Expanded equity at HowardKennedyFsi gives false reading on PEP-meter
On first sight of its post-merger figures, Howard Kennedy’s tie-up with Finers Stephens Innocent (FSI) looks to have had a disastrous impact on average PEP. The reality, however, is that the firm has broadened its equity in a bold move it hopes will guarantee its future.
The merged firm launched on 1 February and has only released combined figures for the 2012/13 year-end. Turnover for the combi-firm was £40.6m, compared with £27.8m at Howard Kennedy and £17.6m at FSI a year ago.
PEP, however, has fallen by 52.4 per cent, from £269,000 at legacy Howard Kennedy to £128,000. FSI did not publish its PEP figure a year ago. The bottom of equity is now just £60,000 compared with £194,000 at Howard Kennedy a year ago, while the top end has moved up by 10 per cent, to £375,000 from £341,00
Before the firms merged, both kept their equity tight, which caused Howard Kennedy some problems. When family head Ursula Danagher quit to join Memery Crystal in 2010 she did so shouting about lack of partner involvement.

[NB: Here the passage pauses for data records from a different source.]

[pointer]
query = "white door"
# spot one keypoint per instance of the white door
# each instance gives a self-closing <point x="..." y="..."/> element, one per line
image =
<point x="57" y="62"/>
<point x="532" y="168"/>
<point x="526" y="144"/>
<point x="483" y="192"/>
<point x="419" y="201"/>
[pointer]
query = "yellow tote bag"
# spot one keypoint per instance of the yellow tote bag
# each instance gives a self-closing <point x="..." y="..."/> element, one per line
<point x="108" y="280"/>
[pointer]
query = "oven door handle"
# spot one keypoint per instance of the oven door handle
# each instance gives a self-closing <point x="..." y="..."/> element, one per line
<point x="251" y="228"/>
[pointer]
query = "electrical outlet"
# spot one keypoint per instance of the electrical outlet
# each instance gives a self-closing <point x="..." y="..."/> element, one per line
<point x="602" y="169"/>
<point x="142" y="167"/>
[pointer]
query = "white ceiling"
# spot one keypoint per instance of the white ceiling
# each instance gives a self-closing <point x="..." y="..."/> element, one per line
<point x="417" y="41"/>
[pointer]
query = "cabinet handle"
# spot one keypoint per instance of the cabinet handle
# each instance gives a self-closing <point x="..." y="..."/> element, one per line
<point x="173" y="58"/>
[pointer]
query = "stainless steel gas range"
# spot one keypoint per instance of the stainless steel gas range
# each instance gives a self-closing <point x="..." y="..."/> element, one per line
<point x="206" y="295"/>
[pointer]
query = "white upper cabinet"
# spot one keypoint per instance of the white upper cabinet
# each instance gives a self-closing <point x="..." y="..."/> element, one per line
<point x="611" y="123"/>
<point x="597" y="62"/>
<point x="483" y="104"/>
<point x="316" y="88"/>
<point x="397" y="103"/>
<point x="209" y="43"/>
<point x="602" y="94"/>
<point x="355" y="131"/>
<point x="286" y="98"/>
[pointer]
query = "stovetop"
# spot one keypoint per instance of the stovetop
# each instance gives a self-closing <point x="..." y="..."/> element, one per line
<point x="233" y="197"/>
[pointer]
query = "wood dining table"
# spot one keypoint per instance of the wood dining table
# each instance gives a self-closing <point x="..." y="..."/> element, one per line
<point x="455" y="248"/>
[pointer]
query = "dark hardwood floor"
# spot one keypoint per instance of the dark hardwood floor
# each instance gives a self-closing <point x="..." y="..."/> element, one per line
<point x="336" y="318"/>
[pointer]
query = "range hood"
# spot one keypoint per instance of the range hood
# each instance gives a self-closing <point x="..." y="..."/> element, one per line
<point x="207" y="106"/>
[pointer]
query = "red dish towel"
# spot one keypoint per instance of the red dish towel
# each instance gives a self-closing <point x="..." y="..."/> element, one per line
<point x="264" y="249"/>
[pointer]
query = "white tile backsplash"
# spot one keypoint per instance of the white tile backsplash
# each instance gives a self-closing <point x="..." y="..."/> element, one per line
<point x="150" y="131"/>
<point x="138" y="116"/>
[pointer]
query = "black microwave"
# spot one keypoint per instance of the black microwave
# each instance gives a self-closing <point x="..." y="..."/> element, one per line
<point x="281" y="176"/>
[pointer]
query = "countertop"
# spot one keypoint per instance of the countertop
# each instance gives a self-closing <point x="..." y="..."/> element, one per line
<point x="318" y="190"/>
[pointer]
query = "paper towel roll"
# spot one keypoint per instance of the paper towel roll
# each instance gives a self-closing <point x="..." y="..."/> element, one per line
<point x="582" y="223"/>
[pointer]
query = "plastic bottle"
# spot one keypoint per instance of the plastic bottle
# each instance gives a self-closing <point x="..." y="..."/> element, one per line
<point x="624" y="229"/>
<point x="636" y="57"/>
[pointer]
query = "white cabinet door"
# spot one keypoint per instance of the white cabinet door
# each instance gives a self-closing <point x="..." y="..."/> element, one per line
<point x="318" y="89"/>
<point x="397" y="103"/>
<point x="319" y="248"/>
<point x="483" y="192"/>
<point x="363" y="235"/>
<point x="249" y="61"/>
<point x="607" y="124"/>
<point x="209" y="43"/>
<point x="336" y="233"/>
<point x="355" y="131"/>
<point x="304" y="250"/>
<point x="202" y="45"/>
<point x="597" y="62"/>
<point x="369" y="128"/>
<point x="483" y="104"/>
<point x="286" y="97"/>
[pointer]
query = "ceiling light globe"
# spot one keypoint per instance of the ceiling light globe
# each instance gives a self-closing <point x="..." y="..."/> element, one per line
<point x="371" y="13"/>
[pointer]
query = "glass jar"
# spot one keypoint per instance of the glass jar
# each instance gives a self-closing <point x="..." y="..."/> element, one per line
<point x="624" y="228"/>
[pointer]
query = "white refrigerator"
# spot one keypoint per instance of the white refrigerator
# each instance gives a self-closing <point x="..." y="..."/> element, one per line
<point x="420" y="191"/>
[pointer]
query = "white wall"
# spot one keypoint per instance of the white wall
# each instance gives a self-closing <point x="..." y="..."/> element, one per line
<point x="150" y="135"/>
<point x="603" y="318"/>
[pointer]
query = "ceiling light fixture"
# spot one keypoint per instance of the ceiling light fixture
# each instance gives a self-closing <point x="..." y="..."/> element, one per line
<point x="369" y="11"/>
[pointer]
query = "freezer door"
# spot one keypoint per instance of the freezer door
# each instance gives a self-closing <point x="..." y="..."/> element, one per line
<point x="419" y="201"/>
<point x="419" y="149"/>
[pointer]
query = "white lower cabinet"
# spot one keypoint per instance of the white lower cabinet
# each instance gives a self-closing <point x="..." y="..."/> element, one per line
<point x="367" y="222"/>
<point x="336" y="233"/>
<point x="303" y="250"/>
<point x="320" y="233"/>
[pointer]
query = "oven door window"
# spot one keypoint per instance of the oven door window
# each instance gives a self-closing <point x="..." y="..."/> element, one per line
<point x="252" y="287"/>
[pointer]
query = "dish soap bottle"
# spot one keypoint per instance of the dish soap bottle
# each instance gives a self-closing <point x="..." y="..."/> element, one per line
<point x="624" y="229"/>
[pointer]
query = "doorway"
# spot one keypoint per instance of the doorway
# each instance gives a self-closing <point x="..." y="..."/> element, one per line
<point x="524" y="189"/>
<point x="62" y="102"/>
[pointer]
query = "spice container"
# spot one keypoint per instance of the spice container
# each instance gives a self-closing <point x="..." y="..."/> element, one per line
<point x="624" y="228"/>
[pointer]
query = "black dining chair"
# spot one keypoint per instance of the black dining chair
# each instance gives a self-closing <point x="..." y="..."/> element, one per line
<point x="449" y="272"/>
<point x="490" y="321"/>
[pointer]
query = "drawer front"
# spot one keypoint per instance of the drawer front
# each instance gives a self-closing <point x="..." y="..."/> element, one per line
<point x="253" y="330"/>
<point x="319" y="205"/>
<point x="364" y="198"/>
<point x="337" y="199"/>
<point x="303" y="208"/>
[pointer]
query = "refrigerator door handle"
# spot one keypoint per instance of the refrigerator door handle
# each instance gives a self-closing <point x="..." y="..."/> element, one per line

The arrival of chief executive Mark Dembovsky has been transformative. As well as leading the merger talks Dembovsky persuaded longstanding partners to open up the equity. Combined, the pair had just 22 equity partners, but after a concerted effort to persuade salaried partners to join up this has increased to 70.4.
Of course, it has not been easy. Insiders suggest not all those offered equity signed up.
Many may shy away from declaring PEP after such a drop, but for HowardKennedyFsi it’s just a base from which to grow.